Tom Brueggemann published an article on IndieWire late Thursday under the headline “More Than 80 Percent of the U.S. Can See ‘Tenet’ in Theaters On September 3.” So what? I have a website. It can be seen by the 4.6 billion people on the planet who have internet access. Doesn’t mean it will.
Nothing in Brueggemann’s article is inaccurate. Matter of fact, I applaud the thoroughness and informative nature of the post. His main point seems to be that most movie theaters in the country–even more so throughout the world–are open for business and therefore are able to accommodate the (tentative) opening of Christopher Nolan’s “Tenet.”
“All told, even if all of California and New York couldn’t open and a few other areas besides, more than 80 percent of the population would still have the potential to see “Tenet” in an indoor theater,” Brueggemann writes, noting that only Arizona, California, New Jersey, and New York currently have theaters closed statewide.
Yet in virtually the same breath Brueggemann also concedes that “Most states have capacity limitations. Some range from 25 percent-66 percent, per auditorium,” and “Not that all of the filmgoers within those numbers will attend; some undetermined part of the audience — likely substantial — won’t return even if this is hailed as the greatest film ever made.”
Those two concessions alone–that theaters are operating under reduced capacity and a “substantial” number of filmgoers are likely to stay home–wholly negates the specious 80 percent figure from the headline.

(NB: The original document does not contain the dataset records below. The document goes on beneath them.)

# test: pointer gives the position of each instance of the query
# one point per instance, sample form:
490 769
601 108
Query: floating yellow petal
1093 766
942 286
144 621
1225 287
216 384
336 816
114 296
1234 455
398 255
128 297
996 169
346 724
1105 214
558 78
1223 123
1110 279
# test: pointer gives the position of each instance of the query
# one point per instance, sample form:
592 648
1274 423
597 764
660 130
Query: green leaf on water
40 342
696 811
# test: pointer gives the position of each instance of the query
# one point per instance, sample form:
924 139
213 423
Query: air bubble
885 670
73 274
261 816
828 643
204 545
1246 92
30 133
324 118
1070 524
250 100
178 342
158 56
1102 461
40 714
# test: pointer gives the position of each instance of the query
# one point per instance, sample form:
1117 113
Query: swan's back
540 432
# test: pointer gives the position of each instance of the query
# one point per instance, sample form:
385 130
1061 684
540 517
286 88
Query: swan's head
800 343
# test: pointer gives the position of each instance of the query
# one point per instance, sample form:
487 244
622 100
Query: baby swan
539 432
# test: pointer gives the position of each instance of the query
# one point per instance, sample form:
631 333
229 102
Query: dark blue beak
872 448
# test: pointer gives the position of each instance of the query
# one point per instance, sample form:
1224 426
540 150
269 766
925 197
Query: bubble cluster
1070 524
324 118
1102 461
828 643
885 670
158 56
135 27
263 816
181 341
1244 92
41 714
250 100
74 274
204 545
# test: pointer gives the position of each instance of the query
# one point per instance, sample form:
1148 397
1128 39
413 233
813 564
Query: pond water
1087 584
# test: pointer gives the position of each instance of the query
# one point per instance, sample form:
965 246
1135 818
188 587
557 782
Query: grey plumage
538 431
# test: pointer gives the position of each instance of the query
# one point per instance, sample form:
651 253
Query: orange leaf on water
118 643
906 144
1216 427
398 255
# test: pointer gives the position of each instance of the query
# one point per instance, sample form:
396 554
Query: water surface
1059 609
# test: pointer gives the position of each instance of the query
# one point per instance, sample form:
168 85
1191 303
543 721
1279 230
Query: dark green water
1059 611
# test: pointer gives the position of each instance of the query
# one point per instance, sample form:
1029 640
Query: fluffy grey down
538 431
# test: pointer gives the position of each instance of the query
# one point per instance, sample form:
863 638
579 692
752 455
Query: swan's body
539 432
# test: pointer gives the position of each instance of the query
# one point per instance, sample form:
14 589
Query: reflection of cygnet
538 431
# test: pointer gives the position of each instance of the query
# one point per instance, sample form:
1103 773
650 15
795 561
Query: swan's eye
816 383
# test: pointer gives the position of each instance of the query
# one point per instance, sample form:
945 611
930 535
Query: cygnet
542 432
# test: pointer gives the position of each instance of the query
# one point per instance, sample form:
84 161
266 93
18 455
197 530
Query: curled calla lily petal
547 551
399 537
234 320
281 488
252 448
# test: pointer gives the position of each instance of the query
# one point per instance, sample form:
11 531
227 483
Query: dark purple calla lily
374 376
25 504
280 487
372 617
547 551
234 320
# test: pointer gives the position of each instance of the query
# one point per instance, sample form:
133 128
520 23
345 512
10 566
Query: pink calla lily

What’s more, why is Warner Bros. so determined to be the first out of the gate with “Tenet” anyway? It simply doesn’t make any sense. Nolan is one of the most venerated filmmakers on the planet. He puts out a feature film once every three years and each one is typically the biggest film (if not in box office totals, then in both hype and grandiosity) of the year.
Why would any studio
allow force such a film to serve as the proverbial canary in the coal mine while simultaneously releasing it into such a limited market? “Tenet” has already been delayed. Thrice. The summer 2020 blockbuster season is already officially D.O.A. and it’s never coming back.
Why not give “Tenet” the best chance to be seen–and fans the best chance to see it–with a more accommodating release date, like November/December 2020? Safer conditions. More filmgoers. Bigger box office returns. Releasing the film anytime before that just seems like a waste and setting it up to fail. So the bottom line is that any tentpole film, ESPECIALLY a Nolan film, is simply too prized to risk anything of the sort.